GameChat: Multi-LLM Dialogue for Safe, Agile, and Socially Optimal Multi-Agent Navigation in Constrained Environments
Mahadevan, Vagul, Zhang, Shangtong, Chandra, Rohan
Safe, agile, and socially compliant multi-robot navigation in cluttered and constrained environments remains a critical challenge. This is especially difficult with self-interested agents in decentralized settings, where there is no central authority to resolve conflicts induced by spatial symmetry. We address this challenge by proposing a novel approach, GameChat, which facilitates safe, agile, and deadlock-free navigation for both cooperative and self-interested agents. Key to our approach is the use of natural language communication to resolve conflicts, enabling agents to prioritize more urgent tasks and break spatial symmetry in a socially optimal manner.
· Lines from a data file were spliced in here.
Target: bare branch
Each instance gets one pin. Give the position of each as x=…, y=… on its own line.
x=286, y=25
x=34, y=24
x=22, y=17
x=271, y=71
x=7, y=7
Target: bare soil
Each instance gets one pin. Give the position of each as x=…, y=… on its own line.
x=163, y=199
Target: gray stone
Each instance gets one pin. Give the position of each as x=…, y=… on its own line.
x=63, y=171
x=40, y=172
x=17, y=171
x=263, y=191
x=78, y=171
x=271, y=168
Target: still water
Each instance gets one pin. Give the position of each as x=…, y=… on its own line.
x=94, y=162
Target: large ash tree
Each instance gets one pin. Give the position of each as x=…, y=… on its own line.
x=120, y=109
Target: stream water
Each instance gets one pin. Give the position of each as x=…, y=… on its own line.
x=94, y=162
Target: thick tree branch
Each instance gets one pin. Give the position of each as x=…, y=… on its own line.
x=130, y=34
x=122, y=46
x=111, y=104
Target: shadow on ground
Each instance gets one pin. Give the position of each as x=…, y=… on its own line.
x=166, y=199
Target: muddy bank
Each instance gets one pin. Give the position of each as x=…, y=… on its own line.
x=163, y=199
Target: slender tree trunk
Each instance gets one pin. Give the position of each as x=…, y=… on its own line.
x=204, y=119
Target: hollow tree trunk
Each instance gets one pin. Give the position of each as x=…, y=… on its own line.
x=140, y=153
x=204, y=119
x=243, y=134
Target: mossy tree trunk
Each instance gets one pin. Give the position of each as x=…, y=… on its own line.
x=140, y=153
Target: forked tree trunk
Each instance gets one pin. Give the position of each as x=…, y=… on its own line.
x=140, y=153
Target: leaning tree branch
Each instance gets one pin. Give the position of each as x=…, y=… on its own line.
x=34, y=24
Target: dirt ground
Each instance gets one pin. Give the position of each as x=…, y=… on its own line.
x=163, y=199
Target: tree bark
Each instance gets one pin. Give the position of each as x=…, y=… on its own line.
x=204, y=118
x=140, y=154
Our algorithm ensures subgame perfect equilibrium, preventing agents from deviating from agreed-upon behaviors and supporting cooperation. Furthermore, we guarantee safety through control barrier functions and preserve agility by minimizing disruptions to agents' planned trajectories. We evaluate GameChat in simulated environments with doorways and intersections. The results show that even in the worst case, GameChat reduces the time for all agents to reach their goals by over 35% from a naive baseline and by over 20% from SMG-CBF in the intersection scenario, while doubling the rate of ensuring the agent with a higher priority task reaches the goal first, from 50% (equivalent to random chance) to a 100% perfect performance at maximizing social welfare.